Patients should be informed of the possible symptoms and consult a doctor in the event of anorexia, itching, pain in the right upper quadrant, nausea, vomiting, pale stools and dark urine. If these symptoms occur for the first time, the medication must be discontinued and a blood count carried out.

Agranulocytosis: Propylthiouracil may cause agranulocytosis, a potentially life-threatening event, in 0.2 to 0.5% of cases. Patients should be instructed to report any symptoms suggestive of pancytopenia such as: fever, sore throat or interstitial pneumonitis. The risk is highest in the first three months of treatment.

Propylthiouracil and dermatological ADRs

• Drug-induced lupus erythematosus (see below lupus erythematosus subacute-cutaneous)
• Vasculitides: Vasculitides often prove to be ANCA positive (see also ANCA-positive vasculitides). Remark: Many patients develop ANCAs but only about 25% of them develop a vasculopathy. A high percentage of ANCAs remain positive even after the symptoms have healed. Around 10% of patients also develop ANAs). There are indications that on the one hand these are occluding vasculitides (see vasculopathies below). On the other hand, leukocytoclastic vasculitides are also observed. The incidence of vasculitic phenomena is given as 1,10,000 (Burg MR et al. 2025). The average duration of therapy with PTU until vasculitis occurs is stated to be around 42 months. Neutrophil extracellular traps(NETs), which consist of DNA, meyloperoxidase (MPO) and antimicrobial proteins, could play a role in the pathogenesis of this vasculopathy. Apparently, PTU alters the three-dimensional structure of the NETs formed so that their degradation by DNase I is inhibited. This prolongs the presentation of neutrophil enzymes such as MPO or proteinase 3 (see PRTN3 gene below) to the immune system, which may facilitate the occurrence of autoantibodies such as MPO-ANCA. Clinical manifestations include livedo symptoms, ulcers, fever, arthralgia, fatigue and weight loss. The combination with other organ changes (kidney, lung) can lead to life-threatening clinical pictures.
• Allergic skin symptoms: pruritus, urticaria.

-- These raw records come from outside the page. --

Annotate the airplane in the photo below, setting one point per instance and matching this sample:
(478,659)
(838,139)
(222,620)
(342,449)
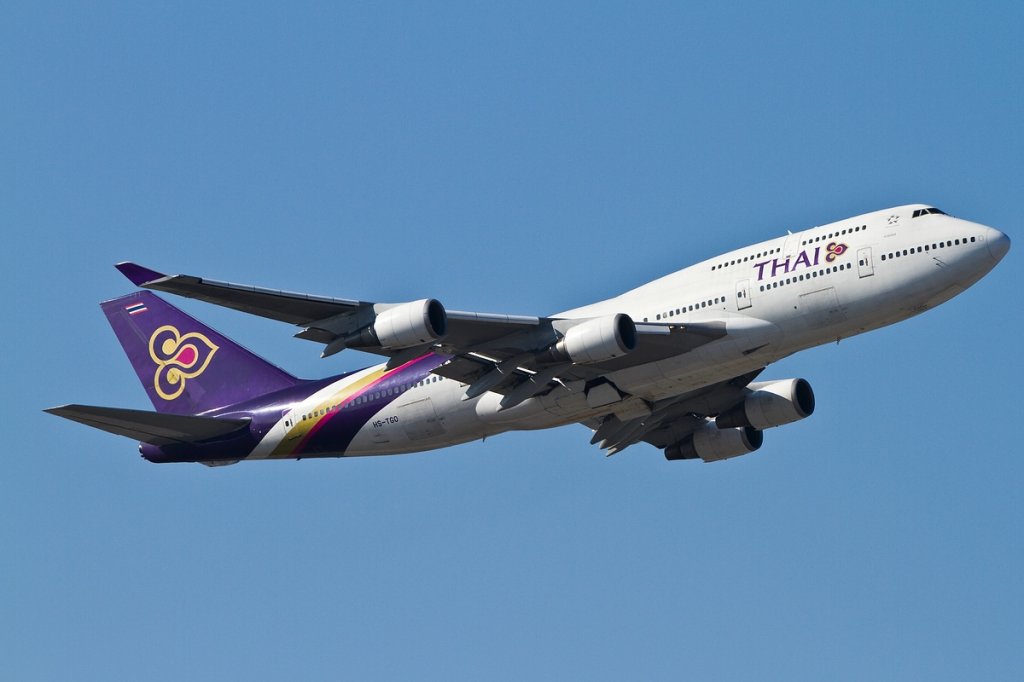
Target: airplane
(674,363)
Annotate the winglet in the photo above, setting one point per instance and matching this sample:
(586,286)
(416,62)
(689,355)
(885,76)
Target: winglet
(139,275)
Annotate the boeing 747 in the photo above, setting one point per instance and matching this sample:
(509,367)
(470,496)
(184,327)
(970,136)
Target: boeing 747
(675,363)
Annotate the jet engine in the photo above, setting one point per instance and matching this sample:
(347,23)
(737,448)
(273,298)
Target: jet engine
(770,403)
(596,340)
(712,443)
(403,326)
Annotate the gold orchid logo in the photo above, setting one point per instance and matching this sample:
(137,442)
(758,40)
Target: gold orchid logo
(178,356)
(835,250)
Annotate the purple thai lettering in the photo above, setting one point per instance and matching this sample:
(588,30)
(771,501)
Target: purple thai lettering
(775,265)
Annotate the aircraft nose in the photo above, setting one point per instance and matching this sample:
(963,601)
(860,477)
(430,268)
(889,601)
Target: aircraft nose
(998,245)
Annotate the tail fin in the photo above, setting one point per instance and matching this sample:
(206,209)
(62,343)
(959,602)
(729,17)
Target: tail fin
(185,367)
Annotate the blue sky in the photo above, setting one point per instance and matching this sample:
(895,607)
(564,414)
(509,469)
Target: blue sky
(523,158)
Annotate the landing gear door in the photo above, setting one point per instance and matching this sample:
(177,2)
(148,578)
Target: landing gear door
(865,267)
(742,294)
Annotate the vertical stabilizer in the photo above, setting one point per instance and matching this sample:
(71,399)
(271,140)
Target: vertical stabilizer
(185,367)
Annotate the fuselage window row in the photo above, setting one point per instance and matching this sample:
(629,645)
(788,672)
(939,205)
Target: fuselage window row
(927,248)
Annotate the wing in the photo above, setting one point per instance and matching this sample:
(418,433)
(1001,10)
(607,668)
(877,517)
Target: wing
(516,355)
(152,427)
(672,420)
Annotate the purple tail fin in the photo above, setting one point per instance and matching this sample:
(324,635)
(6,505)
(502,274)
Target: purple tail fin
(185,367)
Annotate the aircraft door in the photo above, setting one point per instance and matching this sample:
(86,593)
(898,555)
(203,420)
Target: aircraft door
(742,294)
(865,267)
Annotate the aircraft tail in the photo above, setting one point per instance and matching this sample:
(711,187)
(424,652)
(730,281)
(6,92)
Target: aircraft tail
(185,367)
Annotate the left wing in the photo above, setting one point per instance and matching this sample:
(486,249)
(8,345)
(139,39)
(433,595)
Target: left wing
(516,355)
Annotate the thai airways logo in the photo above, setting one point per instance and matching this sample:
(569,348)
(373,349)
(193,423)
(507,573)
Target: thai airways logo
(835,251)
(805,259)
(178,357)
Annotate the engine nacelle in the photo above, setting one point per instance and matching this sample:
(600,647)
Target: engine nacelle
(411,324)
(597,340)
(771,403)
(712,443)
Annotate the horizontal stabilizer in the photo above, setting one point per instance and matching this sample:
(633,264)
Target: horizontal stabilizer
(153,427)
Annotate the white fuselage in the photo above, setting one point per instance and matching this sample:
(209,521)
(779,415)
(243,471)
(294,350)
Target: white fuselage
(775,298)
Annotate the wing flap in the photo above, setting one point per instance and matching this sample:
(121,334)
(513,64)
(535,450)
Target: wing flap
(152,427)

Coumarins (oral): Propylthiouracil inhibits vitamin K activity and thus enhances the effect of oral anticoagulants. Therefore, PT/INR monitoring is required with concomitant use.

Beta-blockers, digitalis and theophylline: Patients with hyperthyroidism show increased clearance of these drugs. If the patient becomes euthyroid, a reduction in the dose of beta-blockers and theophylline is required.

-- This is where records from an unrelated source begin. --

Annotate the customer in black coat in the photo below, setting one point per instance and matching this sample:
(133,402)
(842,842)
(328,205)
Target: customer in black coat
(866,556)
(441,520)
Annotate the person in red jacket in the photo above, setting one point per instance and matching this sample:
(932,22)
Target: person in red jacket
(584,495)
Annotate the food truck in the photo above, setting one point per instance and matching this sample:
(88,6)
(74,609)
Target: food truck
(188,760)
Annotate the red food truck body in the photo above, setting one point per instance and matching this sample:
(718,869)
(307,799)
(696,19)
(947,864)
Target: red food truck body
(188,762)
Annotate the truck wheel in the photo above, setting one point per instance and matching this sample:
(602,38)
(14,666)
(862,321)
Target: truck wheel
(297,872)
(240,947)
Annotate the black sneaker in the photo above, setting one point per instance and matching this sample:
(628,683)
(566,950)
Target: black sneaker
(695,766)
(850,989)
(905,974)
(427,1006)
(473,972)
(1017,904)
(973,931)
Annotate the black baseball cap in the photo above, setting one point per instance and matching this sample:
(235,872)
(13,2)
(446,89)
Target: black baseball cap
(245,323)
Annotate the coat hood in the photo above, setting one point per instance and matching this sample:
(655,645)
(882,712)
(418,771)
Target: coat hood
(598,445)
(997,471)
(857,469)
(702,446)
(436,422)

Propylthiouracil must not be used in patients with known hypersensitivity to the active substance or a drug component. Caution is advised in patients with impaired liver function or myelosuppression and in pediatric patients.

^Propycil®

1. Burg MR et al. (2025) Occlusive cutaneous vasculopathies: rare differential diagnoses. J Dtsch Dermatol Ges 23:487-506.